Microb Pathog. 2010 Oct;49(4):174-80. doi: 10.1016/j.micpath.2010.05.009. Epub 2010 Jun 2.
We have previously shown that PQS and HHQ, two quorum sensing molecules, can down-regulate host the innate immune responses and that this is mediated through the NF-kappaB pathway. In this study, to search for a comprehensive set of genes regulated by these quorum sensing molecules, we performed a global gene expression analysis using DNA microarray in J774A.1 monocyte/macrophage cells line. The expression of these genes was confirmed by RT-PCR. We found that PQS and HHQ down-regulated the expression of genes involved in immune responses and transcription as well as other functions, some of which are downstream of NF-kappaB pathway consistent with our previous results. PQS and HHQ inhibited LPS-induced morphological change and nitric oxide production, suggesting that they inhibit macrophage activation. However, PQS and HHQ did not affect apoptosis, suggesting that their effects on immune system are not from general alteration of cell function. This study provides insight how the quorum sensing molecules influence host cells.

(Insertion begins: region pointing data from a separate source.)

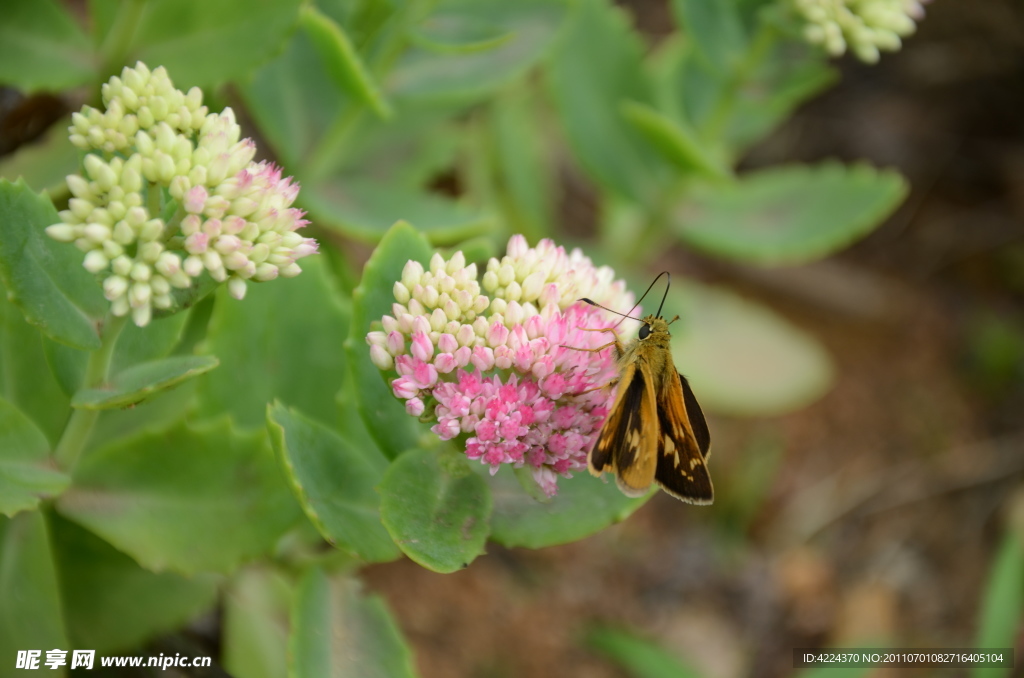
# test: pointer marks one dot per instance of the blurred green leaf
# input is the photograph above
(113, 604)
(189, 499)
(27, 473)
(641, 659)
(42, 47)
(715, 29)
(385, 418)
(673, 140)
(134, 345)
(366, 210)
(207, 43)
(141, 381)
(337, 632)
(524, 177)
(790, 214)
(293, 101)
(44, 278)
(458, 33)
(597, 66)
(30, 616)
(1003, 601)
(297, 357)
(429, 75)
(334, 480)
(583, 506)
(44, 163)
(342, 60)
(740, 357)
(25, 378)
(436, 509)
(256, 624)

我们之前已经表明,两种群体感应分子 PQS 和 HHQ 可以下调宿主固有免疫反应,而这是通过 NF-κB 途径介导的。在这项研究中,为了寻找这些群体感应分子调控的一组全面的基因,我们使用 DNA 微阵列在 J774A.1 单核细胞/巨噬细胞系中进行了全局基因表达分析。这些基因的表达通过 RT-PCR 进行了确认。我们发现,PQS 和 HHQ 下调了参与免疫反应和转录以及其他功能的基因的表达,其中一些是 NF-κB 途径的下游基因,与我们之前的结果一致。PQS 和 HHQ 抑制 LPS 诱导的形态变化和一氧化氮的产生,表明它们抑制巨噬细胞的激活。然而,PQS 和 HHQ 并不影响细胞凋亡,这表明它们对免疫系统的影响不是来自于细胞功能的普遍改变。这项研究提供了关于群体感应分子如何影响宿主细胞的深入了解。